Experimental evaluations of public policy often randomize an intervention within many sites or blocks. Once an overall effect is reported, the question that matters for action is where it occurred. Standard multiple-testing corrections answer with little power because they ignore how the experiment is organized: blocks nest within cohorts, sites, and districts. We organize the hypotheses as a tree that follows this administrative structure and test them top-down, descending into a branch only when its parent null is rejected. We show that stopping rule and valid node-level tests suffice for weak control of the family-wise error rate (FWER). Whether the same procedure also controls the FWER in the strong sense depends on a single quantity computable before any data are seen: an error load that summarizes how rejection probability accumulates along paths through the tree. This diagnostic tells an analyst in advance, from design quantities alone, whether the unadjusted procedure controls the FWER or an adjustment is required. Across 25 block-randomized MDRC education trials it indicates that no adjustment is needed in every one, so the two conditions alone control the FWER while each test runs at the full nominal level; the top-down procedure detects individual blocks that the Hommel correction misses and locates higher-level groups of blocks that bottom-up testing cannot evaluate. For high-error-load designs we derive an adaptive alpha-schedule, prove it controls the FWER on regular, irregular, and pruned trees, and confirm it in simulation. The same diagnostic flags when it is needed: in a design calibrated to the National Job Corps Study, a wide multisite trial of about one hundred centers, the unadjusted procedure inflates the FWER, the adaptive schedule restores control, and top-down testing still detects more affected sites than bottom-up or hierarchical corrections.

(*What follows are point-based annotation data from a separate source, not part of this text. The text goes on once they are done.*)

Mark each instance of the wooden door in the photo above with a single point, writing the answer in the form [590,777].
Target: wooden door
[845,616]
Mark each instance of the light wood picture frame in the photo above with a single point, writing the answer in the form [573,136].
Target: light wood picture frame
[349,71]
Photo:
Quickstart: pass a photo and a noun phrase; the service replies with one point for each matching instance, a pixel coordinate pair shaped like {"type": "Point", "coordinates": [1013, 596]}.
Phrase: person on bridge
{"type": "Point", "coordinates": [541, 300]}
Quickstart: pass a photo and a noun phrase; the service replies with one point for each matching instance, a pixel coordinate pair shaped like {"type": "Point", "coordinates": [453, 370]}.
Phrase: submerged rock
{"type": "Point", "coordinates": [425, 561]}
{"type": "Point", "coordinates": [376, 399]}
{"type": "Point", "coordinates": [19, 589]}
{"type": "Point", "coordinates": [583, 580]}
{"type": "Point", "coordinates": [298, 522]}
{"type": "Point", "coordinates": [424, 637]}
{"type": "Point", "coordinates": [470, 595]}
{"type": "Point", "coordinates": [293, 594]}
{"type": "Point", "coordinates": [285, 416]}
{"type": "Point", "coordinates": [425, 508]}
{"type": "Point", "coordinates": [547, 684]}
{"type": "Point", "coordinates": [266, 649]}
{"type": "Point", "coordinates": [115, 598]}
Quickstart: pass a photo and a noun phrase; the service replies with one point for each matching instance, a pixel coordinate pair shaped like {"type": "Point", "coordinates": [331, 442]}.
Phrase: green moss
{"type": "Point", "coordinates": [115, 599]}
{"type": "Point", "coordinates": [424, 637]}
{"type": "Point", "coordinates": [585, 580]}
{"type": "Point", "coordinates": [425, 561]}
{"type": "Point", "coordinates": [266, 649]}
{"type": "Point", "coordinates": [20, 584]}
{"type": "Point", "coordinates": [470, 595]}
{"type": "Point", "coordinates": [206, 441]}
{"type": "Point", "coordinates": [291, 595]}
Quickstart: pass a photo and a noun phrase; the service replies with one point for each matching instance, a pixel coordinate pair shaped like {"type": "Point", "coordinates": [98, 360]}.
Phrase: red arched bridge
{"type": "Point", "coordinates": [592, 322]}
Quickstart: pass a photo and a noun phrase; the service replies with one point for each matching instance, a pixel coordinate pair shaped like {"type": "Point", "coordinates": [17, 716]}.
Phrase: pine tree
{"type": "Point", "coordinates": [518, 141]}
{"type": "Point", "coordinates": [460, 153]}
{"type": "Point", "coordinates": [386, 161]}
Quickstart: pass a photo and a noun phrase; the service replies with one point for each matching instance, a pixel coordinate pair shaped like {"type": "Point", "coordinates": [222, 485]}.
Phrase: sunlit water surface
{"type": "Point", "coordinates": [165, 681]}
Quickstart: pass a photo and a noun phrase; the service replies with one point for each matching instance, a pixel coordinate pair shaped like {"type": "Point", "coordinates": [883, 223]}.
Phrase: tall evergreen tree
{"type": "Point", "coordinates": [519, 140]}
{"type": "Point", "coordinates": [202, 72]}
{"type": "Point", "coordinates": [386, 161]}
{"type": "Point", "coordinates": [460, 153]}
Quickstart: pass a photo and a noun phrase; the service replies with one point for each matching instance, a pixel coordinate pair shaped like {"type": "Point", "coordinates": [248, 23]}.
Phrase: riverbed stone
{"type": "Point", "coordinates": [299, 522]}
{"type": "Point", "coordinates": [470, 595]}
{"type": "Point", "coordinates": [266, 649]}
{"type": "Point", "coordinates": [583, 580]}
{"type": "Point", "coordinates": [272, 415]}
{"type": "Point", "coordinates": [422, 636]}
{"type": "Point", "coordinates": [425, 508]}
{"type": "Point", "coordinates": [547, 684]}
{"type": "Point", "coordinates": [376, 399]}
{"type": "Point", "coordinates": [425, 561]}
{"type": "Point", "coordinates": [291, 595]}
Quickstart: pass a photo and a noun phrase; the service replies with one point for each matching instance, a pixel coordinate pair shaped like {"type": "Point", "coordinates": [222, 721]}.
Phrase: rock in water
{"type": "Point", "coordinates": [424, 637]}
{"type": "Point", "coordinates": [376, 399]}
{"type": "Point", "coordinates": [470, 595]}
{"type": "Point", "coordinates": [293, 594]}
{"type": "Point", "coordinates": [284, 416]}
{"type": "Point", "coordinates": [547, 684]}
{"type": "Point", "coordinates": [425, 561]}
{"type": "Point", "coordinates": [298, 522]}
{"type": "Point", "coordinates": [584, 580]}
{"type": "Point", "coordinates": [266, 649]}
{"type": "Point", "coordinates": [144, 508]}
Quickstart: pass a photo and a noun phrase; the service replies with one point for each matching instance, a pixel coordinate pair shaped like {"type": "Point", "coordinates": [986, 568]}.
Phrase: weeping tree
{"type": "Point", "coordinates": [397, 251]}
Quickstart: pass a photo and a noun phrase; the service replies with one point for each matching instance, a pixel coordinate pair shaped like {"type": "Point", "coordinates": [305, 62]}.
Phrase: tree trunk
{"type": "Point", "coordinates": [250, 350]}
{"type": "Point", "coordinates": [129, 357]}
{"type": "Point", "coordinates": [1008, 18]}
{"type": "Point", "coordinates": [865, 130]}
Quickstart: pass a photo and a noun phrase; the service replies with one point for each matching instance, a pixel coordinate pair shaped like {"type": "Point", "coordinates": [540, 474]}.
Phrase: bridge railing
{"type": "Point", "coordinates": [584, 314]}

翻译：公共政策的实验评估常在许多地点或区块内随机分配干预措施。当报告总体效应后，对行动至关紧要的问题是效应发生在何处。标准的多重检验校正因忽略实验的组织方式而鲜有效力：区块嵌套于队列、地点和区域之中。我们将假设组织成遵循这一行政结构的树状结构，并自上而下进行检验，仅当父节点的原假设被拒绝时才进入其分支。我们证明，停止规则和有效的节点级检验足以在弱意义上控制族系错误率。同一程序是否能也在强意义上控制族系错误率取决于一个在数据观测前即可计算的量：一个概括拒绝概率沿树路径累积方式的错误负荷。这一诊断指标使分析者能提前从设计量值中判断：未经调整的程序能否控制族系错误率，抑或需要进行调整。在25个区块随机化的MDRC教育试验中，它显示每项试验均无需调整，因此仅凭这两个条件即可在每次检验维持完整名义水平的同时控制族系错误率；自上而下的程序能检测出Hommel校正遗漏的单个区块，并定位自下而上检验无法评估的高层级区块组。针对高错误负荷设计，我们推导出一种自适应alpha调度方案，证明其能在规则、不规则及修剪树上控制族系错误率，并通过模拟验证。同一诊断指标在需要时发出信号：在参照国家职业兵团研究校准的设计中——一项涉及约百个中心的广泛多地点试验——未经调整的程序膨胀了族系错误率，自适应调度方案恢复了控制，而自上而下检验相较于自下而上或分层校正仍能检测出更多受影响的站点。